Last March, Trust for America's Health released a report (funded by The Pew Charitable Trusts as part of the U.S. Pandemic Preparedness Initiative) estimating that California could face a potential financial loss of $87 billion as a result of a severe pandemic flu outbreak.
"Influenza pandemics are not static events like an earthquake or fire, nor are they confined to a specific area. Pandemics come in multiple waves, each one affecting a given area from four to 12 weeks. During the first wave, officials expect 20 to 30 percent of people will become ill. Here in Los Angeles County, that's two to three million people who will get very sick in a very short period of time, inundating emergency rooms already strained to near capacity."
According to Abercrombie, experts believe that many businesses and organizations would have difficulty maintaining operations as a result of an increased level of absenteeism due to illness, employees caring for the sick and social-distancing policies. And while 73 percent of companies surveyed by Deloitte as part of its 2006 Pandemic Preparedness Survey say they believe a pandemic is a real threat, barely half feel they've planned adequately.
Based on Abercrombie's experience in working with the federal government the past several years on pandemic preparedness, he will remind the audience that the government has asked private businesses to share in the responsibility of planning.
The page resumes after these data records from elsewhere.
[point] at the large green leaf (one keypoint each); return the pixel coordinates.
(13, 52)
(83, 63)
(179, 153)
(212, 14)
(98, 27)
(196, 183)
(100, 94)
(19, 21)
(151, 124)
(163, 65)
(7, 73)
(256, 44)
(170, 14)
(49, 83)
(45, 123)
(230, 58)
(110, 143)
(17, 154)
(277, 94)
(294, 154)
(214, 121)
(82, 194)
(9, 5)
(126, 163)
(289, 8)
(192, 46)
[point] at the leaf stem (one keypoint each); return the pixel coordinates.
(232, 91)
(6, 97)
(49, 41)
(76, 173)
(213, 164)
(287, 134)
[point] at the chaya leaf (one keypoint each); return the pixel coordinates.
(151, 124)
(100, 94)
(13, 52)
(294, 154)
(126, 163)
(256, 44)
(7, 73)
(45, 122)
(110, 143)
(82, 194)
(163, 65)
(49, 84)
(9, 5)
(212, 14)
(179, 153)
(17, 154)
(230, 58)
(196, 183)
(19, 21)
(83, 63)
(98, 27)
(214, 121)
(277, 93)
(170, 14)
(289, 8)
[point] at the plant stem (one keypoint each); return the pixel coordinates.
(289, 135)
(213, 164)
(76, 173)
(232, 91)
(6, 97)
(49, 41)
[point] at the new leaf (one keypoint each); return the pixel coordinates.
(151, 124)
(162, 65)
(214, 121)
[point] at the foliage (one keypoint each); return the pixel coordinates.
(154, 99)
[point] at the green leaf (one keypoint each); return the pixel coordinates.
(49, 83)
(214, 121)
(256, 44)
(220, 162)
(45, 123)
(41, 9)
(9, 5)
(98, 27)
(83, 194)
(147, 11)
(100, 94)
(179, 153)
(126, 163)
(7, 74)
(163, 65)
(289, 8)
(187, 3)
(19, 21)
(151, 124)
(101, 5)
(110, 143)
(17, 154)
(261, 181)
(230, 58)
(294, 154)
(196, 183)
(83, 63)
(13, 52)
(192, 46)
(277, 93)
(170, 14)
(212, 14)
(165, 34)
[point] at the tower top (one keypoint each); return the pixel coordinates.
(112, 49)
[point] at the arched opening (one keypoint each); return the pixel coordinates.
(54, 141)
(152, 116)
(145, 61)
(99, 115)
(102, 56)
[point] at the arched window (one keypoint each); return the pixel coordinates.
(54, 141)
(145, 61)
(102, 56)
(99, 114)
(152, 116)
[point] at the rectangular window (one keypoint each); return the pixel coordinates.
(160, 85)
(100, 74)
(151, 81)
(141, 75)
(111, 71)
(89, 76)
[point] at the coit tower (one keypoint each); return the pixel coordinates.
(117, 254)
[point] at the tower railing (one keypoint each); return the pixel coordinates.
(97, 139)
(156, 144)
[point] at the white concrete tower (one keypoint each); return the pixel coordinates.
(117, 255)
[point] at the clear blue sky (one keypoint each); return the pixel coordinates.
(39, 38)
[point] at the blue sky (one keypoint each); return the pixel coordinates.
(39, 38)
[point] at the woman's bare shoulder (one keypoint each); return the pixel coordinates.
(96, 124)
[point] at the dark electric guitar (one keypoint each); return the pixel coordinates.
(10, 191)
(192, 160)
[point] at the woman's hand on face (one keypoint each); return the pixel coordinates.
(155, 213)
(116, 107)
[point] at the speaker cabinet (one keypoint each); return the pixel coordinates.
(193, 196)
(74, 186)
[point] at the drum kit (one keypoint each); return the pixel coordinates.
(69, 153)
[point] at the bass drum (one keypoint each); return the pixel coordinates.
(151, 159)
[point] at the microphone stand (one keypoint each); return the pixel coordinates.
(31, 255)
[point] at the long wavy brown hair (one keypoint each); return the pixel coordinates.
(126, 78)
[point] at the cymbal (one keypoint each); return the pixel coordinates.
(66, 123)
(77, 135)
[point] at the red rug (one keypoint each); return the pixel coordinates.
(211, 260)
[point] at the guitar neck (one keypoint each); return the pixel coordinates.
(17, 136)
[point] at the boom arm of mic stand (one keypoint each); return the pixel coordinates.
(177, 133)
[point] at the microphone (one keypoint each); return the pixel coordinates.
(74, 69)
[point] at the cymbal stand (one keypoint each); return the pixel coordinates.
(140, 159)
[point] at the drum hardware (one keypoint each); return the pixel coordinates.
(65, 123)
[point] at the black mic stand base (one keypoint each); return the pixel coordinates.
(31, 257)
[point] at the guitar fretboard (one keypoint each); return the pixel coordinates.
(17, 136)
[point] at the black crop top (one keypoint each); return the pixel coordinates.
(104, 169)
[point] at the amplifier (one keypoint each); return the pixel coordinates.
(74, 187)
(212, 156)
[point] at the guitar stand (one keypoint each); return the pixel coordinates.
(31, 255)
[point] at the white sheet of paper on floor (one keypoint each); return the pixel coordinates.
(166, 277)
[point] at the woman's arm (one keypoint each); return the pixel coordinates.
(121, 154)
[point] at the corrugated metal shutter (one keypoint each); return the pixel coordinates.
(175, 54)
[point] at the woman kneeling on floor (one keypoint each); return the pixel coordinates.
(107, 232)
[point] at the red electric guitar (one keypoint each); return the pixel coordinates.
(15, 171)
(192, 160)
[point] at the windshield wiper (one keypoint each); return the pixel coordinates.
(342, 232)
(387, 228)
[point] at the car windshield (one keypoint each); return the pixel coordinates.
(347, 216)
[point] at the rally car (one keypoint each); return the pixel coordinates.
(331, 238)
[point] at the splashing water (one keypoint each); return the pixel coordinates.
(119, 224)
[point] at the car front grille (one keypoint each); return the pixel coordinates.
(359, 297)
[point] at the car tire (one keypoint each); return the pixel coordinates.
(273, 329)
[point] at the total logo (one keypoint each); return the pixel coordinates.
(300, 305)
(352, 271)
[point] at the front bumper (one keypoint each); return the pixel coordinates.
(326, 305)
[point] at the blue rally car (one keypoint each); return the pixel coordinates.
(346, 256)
While the federal government has plans to help slow the spread of the virus among critical populations, such as healthcare workers and emergency personnel, it is up to local communities and businesses to ensure that residents and employees stay healthy and that businesses and local economies remain up and running.
More information on how businesses can organize their own pandemic plans is available online at http://www.pandemictoolkit.com. For more information about the Trust for America's Health, visit http://healthyamericans.org/reports/flurecession/releases/TN.pdf.
Hoffmann-La Roche Inc. (Roche), based in Nutley, N.J., is the U.S. pharmaceuticals headquarters of the Roche Group, one of the world's leading research-oriented healthcare groups with core businesses in pharmaceuticals and diagnostics. For more than 100 years in the U.S., Roche has been committed to developing innovative products and services that address prevention, diagnosis and treatment of diseases, thus enhancing people's health and quality of life. For additional information about the U.S. pharmaceuticals business, visit our website http://www.rocheusa.com. Product and treatment information for U.S. healthcare professionals is available at http://www.RocheExchange.com.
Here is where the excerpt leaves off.